Толику нравился всякий сыр и любое мясо. Приятные разговоры о еде задевали чувствительные струнки в душе обоих друзей; пока это интересовало их даже больше, чем девушки, которых Толик Углов втайне вообще опасался. Вернее, не девушек, а страшных бацилл и микробов, которые могут присутствовать внутри этих соблазнительных созданий. Недаром мамаша предупреждала Толика со зверским выражением лица:
– Ты, Тольчик, берегись девок. От них одна грязь и всякая дурная болезнь. Нос провалится, глаза вытекут, ежели что… У нас полдеревни от сифилиса перемерло, когда солдаты с мировой войны пришли. Там от немок, значит, перезаражались, и айда домой! Хуже сыпняка такая страсть господня, Тольчик!

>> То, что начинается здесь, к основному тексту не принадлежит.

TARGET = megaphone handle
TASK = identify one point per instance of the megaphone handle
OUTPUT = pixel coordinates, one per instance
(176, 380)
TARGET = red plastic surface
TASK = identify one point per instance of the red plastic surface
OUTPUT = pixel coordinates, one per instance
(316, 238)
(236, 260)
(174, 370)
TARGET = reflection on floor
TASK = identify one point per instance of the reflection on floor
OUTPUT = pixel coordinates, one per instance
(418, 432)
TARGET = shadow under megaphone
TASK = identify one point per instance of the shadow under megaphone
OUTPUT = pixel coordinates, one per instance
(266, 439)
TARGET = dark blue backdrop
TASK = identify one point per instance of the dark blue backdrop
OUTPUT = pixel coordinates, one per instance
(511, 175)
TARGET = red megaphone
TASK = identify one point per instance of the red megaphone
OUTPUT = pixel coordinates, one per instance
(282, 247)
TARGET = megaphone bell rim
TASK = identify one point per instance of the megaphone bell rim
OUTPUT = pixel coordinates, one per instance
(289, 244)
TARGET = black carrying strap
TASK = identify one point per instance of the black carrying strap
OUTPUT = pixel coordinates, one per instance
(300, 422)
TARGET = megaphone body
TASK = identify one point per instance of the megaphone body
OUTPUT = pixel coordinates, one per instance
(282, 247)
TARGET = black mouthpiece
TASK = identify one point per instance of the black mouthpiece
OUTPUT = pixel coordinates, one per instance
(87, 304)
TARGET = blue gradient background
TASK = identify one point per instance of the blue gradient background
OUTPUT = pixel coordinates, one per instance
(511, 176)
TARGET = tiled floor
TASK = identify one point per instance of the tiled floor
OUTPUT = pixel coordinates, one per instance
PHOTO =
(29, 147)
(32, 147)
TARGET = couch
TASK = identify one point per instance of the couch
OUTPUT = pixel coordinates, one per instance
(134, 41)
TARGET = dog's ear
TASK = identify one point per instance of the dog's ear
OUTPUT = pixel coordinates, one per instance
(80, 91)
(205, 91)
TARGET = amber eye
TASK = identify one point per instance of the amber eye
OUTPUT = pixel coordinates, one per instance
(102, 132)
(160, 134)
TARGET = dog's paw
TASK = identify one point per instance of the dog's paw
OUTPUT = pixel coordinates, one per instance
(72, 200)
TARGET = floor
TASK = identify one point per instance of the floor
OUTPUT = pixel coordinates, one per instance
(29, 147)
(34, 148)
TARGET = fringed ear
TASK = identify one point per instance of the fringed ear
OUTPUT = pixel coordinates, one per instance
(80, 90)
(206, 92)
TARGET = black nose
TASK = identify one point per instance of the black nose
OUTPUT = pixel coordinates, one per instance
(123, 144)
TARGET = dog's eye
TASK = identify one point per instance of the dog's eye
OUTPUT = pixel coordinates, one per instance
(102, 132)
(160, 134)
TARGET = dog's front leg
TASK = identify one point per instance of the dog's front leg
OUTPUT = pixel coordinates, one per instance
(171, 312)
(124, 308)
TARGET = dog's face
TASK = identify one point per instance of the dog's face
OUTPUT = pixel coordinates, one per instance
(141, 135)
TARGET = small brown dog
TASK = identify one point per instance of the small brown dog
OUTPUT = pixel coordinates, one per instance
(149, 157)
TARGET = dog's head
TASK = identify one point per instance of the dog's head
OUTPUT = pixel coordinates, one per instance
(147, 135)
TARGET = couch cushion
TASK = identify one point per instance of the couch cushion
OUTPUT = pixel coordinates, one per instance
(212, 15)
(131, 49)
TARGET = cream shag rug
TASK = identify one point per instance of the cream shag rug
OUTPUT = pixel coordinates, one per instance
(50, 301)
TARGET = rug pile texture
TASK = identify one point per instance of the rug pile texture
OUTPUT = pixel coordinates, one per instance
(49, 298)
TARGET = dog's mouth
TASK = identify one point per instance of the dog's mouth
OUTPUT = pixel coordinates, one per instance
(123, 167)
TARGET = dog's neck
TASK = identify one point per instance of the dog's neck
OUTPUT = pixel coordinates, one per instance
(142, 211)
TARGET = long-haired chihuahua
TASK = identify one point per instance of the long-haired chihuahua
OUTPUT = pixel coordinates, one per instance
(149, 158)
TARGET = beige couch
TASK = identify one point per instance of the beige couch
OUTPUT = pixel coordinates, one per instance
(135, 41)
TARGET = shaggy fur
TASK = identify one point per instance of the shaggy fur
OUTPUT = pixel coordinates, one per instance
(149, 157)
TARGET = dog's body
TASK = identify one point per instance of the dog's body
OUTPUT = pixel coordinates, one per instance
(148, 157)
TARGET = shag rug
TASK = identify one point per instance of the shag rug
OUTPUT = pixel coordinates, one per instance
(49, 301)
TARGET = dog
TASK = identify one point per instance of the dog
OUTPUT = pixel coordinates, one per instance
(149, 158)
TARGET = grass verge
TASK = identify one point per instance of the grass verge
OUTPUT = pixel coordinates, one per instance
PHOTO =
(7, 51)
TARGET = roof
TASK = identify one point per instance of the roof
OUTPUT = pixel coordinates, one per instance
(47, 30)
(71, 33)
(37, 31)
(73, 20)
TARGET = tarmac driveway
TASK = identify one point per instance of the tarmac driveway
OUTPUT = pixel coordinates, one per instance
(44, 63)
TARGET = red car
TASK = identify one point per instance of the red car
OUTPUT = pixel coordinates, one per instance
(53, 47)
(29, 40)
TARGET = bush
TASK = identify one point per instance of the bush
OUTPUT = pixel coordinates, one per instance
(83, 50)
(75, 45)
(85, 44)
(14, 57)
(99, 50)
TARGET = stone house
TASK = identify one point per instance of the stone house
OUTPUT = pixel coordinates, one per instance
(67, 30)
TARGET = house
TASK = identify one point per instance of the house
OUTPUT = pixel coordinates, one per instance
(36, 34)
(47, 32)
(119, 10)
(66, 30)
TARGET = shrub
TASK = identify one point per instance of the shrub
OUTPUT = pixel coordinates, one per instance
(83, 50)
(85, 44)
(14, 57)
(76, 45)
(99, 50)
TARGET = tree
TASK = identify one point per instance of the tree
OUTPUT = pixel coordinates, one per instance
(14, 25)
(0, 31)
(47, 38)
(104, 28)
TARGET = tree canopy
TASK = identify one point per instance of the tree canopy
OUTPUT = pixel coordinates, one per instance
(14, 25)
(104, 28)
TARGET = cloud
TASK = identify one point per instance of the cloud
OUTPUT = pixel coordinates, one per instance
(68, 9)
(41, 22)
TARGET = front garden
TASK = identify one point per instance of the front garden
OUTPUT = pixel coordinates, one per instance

Толик беспокойно ерзал и ужасно боялся маминых рассказов, в которых часто фигурировали злые женщины, доверчивые мужчины и страшные болезни, в один момент уносившие человека на тот свет. Детство и юность матери прошли в жестокие и кровавые годы Первой мировой, потом – нескольких революций, деревня несколько раз переходила в руки то белых, то красных, то зеленых, потом были продразверстка и раскулачивание… Голод, холод, лишения, эпидемии, бродячие пророки и беглые матросы, дезертиры и бандиты, большевики и грабители – чего только не хлебнули несчастные крестьяне. Мать помнила времена, когда с голодухи жрали собственных детей, варили дохлых собак и ели лебеду с крапивой и древесной корой… А уж смертей и болезней она навидалась достаточно; может, поэтому так убедительно звучал ее голос, когда она предостерегала любимого сыночка от всяких опасностей. Толик унаследовал генетический страх матери, который определял его поведение, свойственное скорее пожилому человеку, а не романтичному юноше.